Improvement in Performance Via Parallelism

Redundant Arrays of Inexpensive Disks – disk organization techniques that take advantage of utilizing large numbers of inexpensive, mass-market disks.

Originally a cost-effective alternative to large, expensive disks

Today RAIDs are used for their higher reliability and bandwidth, rather than for economic reasons. Hence the "I" is interpreted as independent, instead of inexpensive.

Improvement in Performance via Parallelism

Two main goals of parallelism in a disk system:

1. Load balance multiple small accesses to increase throughput

2. Parallelize large accesses to reduce response time

Improve transfer rate by striping data across multiple disks.

Bit-level striping – split the bits of each byte across multiple disks

– In an array of eight disks, write bit i of each byte to disk i.

– Each access can read data at eight times the rate of a single disk.

– But seek/access time worse than for a single disk.

Block-level striping – with n disks, block i of a file goes to disk ( i mod n) + 1.

RAID Levels

Schemes to provide redundancy at lower cost by using disk striping combined with parity bits

Different RAID organizations, or RAID levels, have differing cost, performance and reliability characteristics

RAID 0

In a RAID 0 system, data are split up in blocks that get written across all the drives in the array. By using multiple disks (at least 2) at the same time, RAID 0 offers superior I/O performance. This performance can be enhanced further by using multiple controllers, ideally one controller per disk.

Advantages

RAID 0 offers great performance, both in read and write operations. There is no overhead caused by parity controls.

All storage capacity can be used, there is no disk overhead.

The technology is easy to implement.

Disadvantages

RAID 0 is not fault-tolerant. If one disk fails, all data in the RAID 0 array are lost. It should not be used on mission-critical systems.

Ideal use

RAID 0 is ideal for non-critical storage of data that have to be read/written at a high speed, e.g. on a PhotoShop image retouching station.

RAID 1: mirroring

Data are stored twice by writing them to both the data disk (or set of data disks) and a mirror disk (or set of disks) . If a disk fails, the controller uses either the data drive or the mirror drive for data recovery and continues operation. You need at least 2 disks for a RAID 1 array.

RAID 1 systems are often combined with RAID 0 to improve performance.

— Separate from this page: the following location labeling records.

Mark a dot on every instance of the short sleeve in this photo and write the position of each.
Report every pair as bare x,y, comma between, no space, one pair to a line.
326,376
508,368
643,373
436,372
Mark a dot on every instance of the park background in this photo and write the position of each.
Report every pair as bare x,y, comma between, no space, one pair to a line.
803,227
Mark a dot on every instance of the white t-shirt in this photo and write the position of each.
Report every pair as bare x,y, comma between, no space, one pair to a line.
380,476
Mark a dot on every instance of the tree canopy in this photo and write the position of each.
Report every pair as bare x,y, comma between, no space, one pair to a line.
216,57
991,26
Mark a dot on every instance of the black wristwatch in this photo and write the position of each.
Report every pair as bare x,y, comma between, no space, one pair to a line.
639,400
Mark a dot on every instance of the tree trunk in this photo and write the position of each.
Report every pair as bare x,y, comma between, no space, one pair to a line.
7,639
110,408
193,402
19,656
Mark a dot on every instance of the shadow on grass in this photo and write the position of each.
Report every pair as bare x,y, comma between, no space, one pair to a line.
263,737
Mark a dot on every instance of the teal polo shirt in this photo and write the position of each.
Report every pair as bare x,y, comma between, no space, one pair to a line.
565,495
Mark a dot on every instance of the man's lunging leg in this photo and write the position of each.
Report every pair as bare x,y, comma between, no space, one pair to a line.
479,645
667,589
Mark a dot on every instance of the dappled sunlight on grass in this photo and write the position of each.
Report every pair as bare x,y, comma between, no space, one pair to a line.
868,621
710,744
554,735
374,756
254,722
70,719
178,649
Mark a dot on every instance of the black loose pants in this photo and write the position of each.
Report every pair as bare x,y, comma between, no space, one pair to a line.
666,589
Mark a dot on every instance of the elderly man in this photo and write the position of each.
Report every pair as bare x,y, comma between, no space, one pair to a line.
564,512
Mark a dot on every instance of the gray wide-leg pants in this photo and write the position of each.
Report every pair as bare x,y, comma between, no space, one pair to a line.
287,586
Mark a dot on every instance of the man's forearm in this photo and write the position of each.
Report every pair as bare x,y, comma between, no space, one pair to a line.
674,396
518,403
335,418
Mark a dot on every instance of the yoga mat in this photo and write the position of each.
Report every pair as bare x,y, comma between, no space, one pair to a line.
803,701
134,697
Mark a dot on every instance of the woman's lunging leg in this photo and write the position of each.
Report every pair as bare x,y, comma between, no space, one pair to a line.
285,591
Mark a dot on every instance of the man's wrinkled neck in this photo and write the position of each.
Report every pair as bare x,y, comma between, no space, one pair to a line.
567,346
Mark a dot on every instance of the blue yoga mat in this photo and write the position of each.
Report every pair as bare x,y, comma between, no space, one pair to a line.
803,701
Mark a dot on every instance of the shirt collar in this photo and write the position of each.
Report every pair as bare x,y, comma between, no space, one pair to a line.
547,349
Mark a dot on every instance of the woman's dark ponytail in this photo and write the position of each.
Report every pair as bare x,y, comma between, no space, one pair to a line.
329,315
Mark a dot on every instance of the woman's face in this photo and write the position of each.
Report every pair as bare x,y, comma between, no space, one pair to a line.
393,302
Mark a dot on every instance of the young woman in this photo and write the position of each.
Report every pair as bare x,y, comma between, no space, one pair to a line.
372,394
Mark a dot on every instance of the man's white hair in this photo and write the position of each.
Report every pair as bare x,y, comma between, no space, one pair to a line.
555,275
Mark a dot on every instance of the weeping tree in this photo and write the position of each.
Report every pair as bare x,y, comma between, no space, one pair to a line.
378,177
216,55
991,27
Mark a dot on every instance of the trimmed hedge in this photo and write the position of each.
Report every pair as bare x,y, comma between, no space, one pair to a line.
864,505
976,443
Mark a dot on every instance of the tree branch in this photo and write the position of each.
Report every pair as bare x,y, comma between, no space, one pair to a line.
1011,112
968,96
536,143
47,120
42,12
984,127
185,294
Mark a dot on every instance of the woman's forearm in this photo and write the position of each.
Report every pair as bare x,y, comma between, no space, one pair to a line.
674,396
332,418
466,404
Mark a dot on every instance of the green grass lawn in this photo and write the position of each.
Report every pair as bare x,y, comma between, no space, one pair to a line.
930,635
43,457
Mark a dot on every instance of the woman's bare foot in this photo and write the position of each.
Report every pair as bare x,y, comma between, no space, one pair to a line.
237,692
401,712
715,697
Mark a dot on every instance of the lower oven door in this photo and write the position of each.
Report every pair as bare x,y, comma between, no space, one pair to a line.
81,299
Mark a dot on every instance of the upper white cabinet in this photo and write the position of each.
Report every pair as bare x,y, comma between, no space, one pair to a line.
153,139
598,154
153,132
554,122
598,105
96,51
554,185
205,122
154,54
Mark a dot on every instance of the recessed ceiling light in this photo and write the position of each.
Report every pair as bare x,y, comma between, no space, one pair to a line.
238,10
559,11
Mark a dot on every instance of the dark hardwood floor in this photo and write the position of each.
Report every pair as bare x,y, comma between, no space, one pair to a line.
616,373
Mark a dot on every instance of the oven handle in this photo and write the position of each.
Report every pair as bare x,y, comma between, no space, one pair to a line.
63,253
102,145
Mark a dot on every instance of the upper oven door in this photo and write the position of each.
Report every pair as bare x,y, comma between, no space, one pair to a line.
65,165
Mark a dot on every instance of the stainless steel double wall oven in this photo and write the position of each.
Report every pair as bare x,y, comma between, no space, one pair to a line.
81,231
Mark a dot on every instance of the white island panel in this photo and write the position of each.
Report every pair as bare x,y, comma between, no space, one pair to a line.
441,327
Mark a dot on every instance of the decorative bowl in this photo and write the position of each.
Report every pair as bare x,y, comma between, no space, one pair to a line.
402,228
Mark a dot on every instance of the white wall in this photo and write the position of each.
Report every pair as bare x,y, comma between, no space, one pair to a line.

Such a system is sometimes referred to by the combined number: a RAID 10 system.

Advantages

RAID 1 offers excellent read speed and a write-speed that is comparable to that of a single disk.

In case a disk fails, data do not have to be rebuild, they just have to be copied to the replacement disk.

RAID 1 is a very simple technology.

Disadvantages

The main disadvantage is that the effective storage capacity is only half of the total disk capacity because all data get written twice.

Software RAID 1 solutions do not always allow a hot swap of a failed disk (meaning it cannot be replaced while the server keeps running). Ideally a hardware controller is used.

Ideal use

RAID-1 is ideal for mission critical storage, for instance for accounting systems. It is also suitable for small servers in which only two disks will be used.

RAID -2

Description: Level 2 is the "black sheep" of the RAID family, because it is the only RAID level that does not use one or more of the "standard" techniques of mirroring, striping and/or parity. RAID 2 uses something similar to striping with parity, but not the same as what is used by RAID levels 3 to 7. It is implemented by splitting data at the bit level and spreading it over a number of data disks and a number of redundancy disks. The redundant bits are calculated using Hamming codes, a form of error correcting code (ECC). Each time something is to be written to the array these codes are calculated and written along side the data to dedicated ECC disks; when the data is read back these ECC codes are read as well to confirm that no errors have occurred since the data was written. If a single-bit error occurs, it can be corrected "on the fly". If this sounds similar to the way that ECC is used within hard disks today, that's for a good reason: it's pretty much exactly the same. It's also the same concept used for ECC protection of system memory.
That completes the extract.